Baidunetdisk Skill
ReviewAudited by ClawScan on May 10, 2026.
Overview
The skill appears purpose-aligned for Baidu Netdisk file management, but it requires full-access Baidu session credentials and can perform irreversible file changes.
Install only if you trust the environment and are comfortable giving the skill full Baidu Netdisk access. Store BDUSS/STOKEN securely, avoid shared machines, verify paths before move/rename/delete, and consider using a separate Baidu account for testing.
Findings (3)
Artifact-based informational review of SKILL.md, metadata, install specs, static scan signals, and capability signals. ClawScan does not execute the skill or run runtime probes.
If these credentials leak or are misused, someone could access or change files in the Baidu Netdisk account.

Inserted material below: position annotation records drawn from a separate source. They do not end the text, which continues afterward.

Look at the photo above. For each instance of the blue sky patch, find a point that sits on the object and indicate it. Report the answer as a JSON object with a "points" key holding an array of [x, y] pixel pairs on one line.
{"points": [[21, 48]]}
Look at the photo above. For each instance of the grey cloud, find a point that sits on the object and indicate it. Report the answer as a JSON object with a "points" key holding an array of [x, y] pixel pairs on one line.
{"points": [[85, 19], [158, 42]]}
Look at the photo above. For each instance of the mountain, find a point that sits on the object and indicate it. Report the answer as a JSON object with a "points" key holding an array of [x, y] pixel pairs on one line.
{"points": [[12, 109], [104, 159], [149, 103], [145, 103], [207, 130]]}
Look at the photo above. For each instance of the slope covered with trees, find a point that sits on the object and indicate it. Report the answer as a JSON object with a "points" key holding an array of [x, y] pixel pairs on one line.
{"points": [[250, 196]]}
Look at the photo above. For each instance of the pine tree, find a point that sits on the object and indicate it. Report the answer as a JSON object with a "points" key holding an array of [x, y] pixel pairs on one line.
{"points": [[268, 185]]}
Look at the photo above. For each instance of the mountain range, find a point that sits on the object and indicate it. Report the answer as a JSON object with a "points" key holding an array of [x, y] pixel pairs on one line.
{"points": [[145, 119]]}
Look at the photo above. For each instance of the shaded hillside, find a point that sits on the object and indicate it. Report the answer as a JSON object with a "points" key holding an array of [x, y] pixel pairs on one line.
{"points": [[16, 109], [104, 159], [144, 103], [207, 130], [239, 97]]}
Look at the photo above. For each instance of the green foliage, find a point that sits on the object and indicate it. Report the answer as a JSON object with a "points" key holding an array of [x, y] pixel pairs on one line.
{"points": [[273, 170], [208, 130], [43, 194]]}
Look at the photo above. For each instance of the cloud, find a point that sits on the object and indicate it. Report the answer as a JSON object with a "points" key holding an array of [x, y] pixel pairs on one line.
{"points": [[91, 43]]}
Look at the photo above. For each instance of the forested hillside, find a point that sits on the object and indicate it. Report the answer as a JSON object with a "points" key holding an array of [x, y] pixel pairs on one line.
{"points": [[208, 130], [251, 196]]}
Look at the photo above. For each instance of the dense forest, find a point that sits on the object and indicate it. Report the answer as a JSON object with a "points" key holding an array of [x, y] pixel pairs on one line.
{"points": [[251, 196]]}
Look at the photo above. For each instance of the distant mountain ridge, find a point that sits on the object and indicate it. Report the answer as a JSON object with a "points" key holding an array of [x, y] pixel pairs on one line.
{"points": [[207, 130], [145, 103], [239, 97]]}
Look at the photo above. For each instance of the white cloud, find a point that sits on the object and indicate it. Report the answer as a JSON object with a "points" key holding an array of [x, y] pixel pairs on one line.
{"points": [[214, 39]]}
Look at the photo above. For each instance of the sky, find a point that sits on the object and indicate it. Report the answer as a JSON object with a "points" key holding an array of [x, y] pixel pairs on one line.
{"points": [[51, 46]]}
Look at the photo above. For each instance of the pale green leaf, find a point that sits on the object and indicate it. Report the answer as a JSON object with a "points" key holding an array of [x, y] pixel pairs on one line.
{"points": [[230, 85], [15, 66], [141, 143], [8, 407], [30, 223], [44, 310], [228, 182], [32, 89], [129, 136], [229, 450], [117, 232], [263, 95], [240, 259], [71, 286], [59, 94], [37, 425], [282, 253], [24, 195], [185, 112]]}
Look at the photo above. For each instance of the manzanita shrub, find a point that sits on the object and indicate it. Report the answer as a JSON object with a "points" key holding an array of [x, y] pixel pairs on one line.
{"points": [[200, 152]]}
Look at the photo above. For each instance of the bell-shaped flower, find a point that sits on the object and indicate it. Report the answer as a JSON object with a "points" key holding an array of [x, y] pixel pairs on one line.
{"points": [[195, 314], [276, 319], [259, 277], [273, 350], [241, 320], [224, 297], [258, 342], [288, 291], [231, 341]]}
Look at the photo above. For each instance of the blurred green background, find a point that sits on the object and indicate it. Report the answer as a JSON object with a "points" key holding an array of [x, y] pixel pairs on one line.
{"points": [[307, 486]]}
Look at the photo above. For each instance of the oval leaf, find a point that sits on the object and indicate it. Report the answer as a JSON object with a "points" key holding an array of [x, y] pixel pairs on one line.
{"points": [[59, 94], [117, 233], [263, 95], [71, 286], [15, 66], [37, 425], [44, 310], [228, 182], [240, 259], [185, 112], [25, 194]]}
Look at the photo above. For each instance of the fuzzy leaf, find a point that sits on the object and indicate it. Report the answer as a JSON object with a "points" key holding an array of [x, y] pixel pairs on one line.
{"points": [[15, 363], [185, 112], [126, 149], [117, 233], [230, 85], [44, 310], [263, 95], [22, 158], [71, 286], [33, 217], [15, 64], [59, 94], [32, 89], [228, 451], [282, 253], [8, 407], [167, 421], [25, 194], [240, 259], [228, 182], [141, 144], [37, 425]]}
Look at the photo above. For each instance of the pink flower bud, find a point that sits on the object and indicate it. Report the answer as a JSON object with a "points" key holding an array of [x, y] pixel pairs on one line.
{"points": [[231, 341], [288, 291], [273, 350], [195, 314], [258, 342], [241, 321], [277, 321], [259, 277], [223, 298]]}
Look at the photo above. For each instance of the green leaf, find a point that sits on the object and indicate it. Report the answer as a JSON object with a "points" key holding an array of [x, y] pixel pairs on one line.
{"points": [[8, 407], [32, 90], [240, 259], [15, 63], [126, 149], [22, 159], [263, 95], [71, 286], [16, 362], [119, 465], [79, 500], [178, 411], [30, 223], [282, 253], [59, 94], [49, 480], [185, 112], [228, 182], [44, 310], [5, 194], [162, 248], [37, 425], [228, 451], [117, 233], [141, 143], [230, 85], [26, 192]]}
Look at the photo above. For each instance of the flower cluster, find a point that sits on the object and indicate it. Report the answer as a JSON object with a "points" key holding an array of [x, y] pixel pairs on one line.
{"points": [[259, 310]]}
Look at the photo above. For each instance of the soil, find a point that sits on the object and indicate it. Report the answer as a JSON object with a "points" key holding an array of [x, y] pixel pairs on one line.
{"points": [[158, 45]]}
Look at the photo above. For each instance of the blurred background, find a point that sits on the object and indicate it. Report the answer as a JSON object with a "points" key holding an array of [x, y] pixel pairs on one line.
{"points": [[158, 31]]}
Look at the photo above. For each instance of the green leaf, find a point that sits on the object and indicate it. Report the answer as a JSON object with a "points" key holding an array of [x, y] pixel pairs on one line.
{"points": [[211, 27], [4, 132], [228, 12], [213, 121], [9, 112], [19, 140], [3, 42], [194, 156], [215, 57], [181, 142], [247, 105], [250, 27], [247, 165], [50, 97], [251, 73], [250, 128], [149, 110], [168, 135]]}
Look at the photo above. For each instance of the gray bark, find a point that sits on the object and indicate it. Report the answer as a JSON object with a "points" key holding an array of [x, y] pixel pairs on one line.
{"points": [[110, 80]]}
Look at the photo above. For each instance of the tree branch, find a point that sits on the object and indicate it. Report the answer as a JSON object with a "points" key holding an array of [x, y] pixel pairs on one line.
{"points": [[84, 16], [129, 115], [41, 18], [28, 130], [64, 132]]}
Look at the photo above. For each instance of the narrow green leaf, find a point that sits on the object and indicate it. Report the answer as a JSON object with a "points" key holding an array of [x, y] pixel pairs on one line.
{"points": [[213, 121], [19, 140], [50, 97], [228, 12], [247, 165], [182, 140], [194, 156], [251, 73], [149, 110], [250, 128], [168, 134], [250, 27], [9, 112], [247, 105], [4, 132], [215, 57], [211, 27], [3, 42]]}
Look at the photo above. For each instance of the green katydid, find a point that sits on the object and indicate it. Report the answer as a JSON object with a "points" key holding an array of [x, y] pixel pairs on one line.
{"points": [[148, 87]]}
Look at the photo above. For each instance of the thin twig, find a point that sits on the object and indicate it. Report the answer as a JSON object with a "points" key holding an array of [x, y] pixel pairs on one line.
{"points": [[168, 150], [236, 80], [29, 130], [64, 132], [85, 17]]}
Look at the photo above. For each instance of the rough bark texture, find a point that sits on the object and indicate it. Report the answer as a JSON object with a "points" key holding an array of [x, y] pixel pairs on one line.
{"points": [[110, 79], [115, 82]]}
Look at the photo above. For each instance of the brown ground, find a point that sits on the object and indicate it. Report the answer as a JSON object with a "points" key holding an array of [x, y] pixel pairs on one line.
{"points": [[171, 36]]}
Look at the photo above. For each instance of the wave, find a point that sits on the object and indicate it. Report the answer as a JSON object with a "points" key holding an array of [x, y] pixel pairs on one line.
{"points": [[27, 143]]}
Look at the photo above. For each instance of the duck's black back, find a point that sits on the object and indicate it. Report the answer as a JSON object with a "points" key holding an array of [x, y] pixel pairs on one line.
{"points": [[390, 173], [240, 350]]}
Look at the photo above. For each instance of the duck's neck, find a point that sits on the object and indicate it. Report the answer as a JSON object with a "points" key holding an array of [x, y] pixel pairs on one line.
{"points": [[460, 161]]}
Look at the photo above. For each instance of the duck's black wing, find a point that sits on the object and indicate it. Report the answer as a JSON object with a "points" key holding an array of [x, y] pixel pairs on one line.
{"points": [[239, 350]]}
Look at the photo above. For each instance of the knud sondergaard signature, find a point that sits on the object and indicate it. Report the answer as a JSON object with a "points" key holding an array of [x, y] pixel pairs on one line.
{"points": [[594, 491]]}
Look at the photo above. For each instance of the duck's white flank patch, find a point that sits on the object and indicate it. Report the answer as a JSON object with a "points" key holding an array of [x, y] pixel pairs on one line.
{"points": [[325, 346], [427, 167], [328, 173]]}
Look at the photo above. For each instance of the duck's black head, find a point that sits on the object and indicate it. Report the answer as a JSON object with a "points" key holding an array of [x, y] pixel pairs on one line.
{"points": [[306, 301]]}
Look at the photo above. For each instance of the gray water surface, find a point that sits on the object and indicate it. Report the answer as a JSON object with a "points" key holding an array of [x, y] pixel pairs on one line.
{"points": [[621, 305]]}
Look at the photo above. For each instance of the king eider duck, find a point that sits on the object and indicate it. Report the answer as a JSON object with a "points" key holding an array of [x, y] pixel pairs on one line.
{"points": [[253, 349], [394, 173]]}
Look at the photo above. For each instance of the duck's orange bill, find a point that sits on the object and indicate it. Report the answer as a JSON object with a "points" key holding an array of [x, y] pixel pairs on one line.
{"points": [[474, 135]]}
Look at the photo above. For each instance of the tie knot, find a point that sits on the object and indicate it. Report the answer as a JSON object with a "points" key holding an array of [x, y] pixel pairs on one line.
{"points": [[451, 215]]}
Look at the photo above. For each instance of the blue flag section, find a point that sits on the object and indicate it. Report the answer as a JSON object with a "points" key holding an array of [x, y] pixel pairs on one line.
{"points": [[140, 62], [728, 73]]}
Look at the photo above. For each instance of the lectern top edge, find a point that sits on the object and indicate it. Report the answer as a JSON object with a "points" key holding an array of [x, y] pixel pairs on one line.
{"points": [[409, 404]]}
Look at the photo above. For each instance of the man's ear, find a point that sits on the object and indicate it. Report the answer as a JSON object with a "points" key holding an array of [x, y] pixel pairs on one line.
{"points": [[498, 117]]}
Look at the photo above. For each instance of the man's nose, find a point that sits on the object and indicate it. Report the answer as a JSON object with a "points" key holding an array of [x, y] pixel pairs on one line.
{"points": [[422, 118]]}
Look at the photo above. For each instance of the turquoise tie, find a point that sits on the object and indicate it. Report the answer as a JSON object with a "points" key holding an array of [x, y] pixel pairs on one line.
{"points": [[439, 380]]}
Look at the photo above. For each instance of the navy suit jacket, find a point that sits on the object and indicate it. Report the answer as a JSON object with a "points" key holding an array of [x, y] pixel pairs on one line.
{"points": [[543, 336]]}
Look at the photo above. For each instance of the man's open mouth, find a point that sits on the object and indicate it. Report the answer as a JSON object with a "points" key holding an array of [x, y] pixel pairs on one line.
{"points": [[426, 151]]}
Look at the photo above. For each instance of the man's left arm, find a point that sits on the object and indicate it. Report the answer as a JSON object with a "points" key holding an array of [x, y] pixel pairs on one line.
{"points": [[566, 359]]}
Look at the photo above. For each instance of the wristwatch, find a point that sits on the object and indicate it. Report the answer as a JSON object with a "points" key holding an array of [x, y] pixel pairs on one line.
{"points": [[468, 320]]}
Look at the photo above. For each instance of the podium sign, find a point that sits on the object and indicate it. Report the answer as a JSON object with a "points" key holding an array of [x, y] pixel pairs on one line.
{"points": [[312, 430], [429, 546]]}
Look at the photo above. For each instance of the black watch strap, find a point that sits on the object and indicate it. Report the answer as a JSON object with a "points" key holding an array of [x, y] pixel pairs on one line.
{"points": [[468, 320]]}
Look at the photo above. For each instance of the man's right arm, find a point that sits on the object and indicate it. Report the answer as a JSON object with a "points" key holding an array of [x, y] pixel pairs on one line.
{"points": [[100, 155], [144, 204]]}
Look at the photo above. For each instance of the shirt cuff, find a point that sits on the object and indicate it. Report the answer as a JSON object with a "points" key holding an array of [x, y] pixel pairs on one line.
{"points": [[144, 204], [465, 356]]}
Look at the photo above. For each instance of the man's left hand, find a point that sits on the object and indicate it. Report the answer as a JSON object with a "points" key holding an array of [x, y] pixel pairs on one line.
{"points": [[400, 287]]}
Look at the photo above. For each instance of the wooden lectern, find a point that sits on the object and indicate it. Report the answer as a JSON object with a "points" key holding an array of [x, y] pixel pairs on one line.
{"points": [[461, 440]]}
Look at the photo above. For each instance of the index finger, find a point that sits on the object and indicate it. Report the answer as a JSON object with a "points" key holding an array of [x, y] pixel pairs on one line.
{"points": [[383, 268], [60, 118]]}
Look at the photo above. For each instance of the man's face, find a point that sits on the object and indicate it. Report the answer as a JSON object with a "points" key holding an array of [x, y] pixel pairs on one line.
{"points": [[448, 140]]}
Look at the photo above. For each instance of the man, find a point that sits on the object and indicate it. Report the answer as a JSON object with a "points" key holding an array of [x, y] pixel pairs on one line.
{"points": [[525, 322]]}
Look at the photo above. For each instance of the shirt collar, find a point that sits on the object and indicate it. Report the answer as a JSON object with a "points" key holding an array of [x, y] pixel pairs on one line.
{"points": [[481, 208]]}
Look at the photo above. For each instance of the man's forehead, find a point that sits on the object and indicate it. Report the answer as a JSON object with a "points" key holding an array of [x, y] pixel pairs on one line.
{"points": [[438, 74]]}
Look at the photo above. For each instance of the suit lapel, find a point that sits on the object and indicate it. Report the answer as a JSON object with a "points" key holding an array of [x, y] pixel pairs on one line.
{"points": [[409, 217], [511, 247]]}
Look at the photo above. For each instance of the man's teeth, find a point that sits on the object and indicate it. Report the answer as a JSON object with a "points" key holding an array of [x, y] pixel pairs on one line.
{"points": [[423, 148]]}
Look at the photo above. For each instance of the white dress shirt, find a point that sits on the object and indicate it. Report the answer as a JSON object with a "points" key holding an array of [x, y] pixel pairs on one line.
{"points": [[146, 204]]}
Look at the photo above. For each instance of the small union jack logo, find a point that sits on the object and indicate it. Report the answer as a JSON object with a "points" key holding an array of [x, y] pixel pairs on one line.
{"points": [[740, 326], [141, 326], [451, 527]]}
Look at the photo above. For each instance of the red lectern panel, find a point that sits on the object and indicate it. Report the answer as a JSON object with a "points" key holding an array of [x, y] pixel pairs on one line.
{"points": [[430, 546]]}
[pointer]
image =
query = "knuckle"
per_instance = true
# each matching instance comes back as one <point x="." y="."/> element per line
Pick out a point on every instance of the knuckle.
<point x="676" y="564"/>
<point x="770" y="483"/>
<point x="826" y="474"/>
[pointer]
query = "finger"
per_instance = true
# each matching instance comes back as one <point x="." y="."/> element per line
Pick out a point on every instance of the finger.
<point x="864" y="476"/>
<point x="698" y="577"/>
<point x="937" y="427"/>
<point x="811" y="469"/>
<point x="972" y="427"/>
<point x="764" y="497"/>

The skill requires Baidu session credentials with full access to the user's Netdisk account. This is disclosed and purpose-aligned, but it is high-impact credential use.
本 Skill 需要您的百度网盘登录凭证(BDUSS 和 STOKEN),这些凭证具有完全访问您网盘账户的权限
Use a test or low-risk account if possible, prefer environment variables or protected config files, restrict file permissions, and revoke/refresh credentials when done.
A mistaken or overbroad delete path could remove cloud files from the user's Baidu Netdisk account.
The provided code can call Baidu's filemanager delete API for a user-supplied path. This matches the file-management purpose, but it is destructive.
def delete_file(self, path: str): ... url = "https://pan.baidu.com/api/filemanager" ... 'opera': 'delete' ... 'filelist': json.dumps([path])
Only invoke delete, move, or rename with explicit user intent; verify exact paths before running; consider adding an extra confirmation step for destructive operations.
Installing unpinned dependencies can make environments less reproducible and can expose users to dependency changes over time.
Setup uses manual, unpinned Python package installation. This is normal for a small API client, but it leaves dependency version/provenance control to the user.
pip install requests tqdm
Install in a virtual environment, use trusted package indexes, and pin dependency versions if deploying in a sensitive environment.